WARTABANJAR.COM, JAKARTA – Menteri Koordinator Bidang Politik, Hukum, dan Keamanan (Menkopolhukam) Mahfud MD mengatakan, vonis pidana mati terhadap Ferdy Sambo dalam kasus pembunuhan Nofriansyah Yosua Hutabarat alias Brigadir J bisa berkurang apabila eks Kepala Divisi Profesi dan Pengamanan (Propam) Polri, itu belum dieksekusi, sementara KUHP yang baru sudah berlaku.
Ferdy Sambo di vonis mati oleh hakim PN Jakarta Selatan, Senin (13/2/2023), dalam kasus pembunuhan Nofriansyah Yosua Hutabarat alias Brigadir J.

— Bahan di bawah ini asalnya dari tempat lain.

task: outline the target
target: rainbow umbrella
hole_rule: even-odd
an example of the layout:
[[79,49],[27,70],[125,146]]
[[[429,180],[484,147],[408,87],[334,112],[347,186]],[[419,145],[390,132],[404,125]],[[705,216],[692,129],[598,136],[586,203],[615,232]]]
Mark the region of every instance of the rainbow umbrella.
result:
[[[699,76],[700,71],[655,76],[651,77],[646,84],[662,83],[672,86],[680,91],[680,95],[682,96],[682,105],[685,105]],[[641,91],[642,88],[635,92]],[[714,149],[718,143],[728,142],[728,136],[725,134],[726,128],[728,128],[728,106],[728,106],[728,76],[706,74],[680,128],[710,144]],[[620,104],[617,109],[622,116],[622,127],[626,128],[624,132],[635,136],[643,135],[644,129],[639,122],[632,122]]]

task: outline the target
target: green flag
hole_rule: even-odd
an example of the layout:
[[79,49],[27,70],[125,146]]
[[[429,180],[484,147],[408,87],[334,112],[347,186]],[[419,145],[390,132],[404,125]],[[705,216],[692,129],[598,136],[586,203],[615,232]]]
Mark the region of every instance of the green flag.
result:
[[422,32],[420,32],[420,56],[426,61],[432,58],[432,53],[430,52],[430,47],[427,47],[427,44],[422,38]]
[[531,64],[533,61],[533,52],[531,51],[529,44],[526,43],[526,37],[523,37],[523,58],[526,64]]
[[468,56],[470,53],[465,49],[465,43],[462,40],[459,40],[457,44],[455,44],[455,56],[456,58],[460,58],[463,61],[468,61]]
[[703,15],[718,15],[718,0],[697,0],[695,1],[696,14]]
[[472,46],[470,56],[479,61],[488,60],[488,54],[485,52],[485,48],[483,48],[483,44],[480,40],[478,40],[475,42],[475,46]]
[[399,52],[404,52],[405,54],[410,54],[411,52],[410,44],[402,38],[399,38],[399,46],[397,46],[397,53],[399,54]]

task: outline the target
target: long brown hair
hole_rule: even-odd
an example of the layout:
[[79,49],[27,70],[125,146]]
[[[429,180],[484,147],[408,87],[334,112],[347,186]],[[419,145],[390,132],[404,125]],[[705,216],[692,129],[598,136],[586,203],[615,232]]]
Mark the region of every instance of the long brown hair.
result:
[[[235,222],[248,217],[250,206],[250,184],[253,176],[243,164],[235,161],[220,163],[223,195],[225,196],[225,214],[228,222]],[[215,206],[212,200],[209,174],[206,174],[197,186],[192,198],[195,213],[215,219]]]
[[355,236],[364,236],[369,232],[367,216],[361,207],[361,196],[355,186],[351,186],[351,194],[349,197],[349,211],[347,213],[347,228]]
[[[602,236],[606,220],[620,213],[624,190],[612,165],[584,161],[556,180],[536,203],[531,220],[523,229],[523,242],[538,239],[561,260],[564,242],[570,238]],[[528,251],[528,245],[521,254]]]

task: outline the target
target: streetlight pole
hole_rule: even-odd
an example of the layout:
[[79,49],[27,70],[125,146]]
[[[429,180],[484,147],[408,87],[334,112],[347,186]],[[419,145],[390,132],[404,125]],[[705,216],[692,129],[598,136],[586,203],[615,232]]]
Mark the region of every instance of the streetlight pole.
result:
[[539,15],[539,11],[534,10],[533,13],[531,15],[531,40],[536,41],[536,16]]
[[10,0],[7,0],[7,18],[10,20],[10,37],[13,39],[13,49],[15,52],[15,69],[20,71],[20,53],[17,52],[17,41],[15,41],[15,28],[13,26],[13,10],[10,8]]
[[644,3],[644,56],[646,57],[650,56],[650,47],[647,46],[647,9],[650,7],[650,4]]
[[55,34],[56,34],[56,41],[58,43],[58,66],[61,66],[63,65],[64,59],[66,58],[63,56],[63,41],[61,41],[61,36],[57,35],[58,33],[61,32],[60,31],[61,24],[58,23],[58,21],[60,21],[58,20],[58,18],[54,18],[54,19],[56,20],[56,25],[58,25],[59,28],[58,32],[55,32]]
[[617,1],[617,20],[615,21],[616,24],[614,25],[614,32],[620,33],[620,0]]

Menurut Mahfud, aturan tentang hukuman mati diatur dalam Pasal 100 KUHP baru yang isinya, apabila terpidana menunjukkan sikap terpuji, pidana mati dapat diubah menjadi pidana seumur hidup dengan putusan presiden atas pertimbangan Mahkamah Agung (MA).
Hukuman seumur hidup bisa terjadi setelah terpidana menjalani masa percobaan 10 tahun. Tetapi, KUHP baru itu berlaku pada 2026.
BACA JUGA :Lagi! Majelis Hakim Perberat Vonis Ferdy Sambo Cs Dibanding Tuntutan Jaksa
“Ya bisa (berkurang) kalau belum dieksekusi, kalau belum dieksekusi sebelum tiga tahun. Nanti sesudah 10 tahun, kalau berkelakuan baik, bisa menjadi seumur hidup, kan itu UU yang baru,” kata Mahfud saat ditemui di Duren Sawit, Jakarta Timur, Senin (13/2/2023) malam.
Mahfud mengatakan, KUHP baru berlaku bagi terdakwa atau terpidana jika kasus belum inkracht atau berkekuatan hukum tetap.
“Jika seseorang dalam proses hukum lalu terjadi perubahan peraturan UU, maka diberlakukan yang lebih ringan kepada terdakwa. Jadi, dia (Ferdy Sambo) mungkin akan menerima (keringanan), kecuali mau diperdebatkan,” kata Mahfud.
“Tapi itu tidak penting. Menurut saya, keadilan rasa publik sudah diberikan oleh hakim yang gagah perkasa dan berani,” ujarnya melanjutkan.
Komnas HAM Ingin Hukuman Mati Dihapus
Komisi Nasional Hak Asasi Manusia (Komnas HAM) menghormati vonis mati yang dijatuhkan hakim kepada eks Kepala Divisi Profesi dan Pengamanan (Propam) Polri, Ferdy Sambo dalam kasus pembunuhan Nofriansyah Yosua Hutabarat alias Brigadir J.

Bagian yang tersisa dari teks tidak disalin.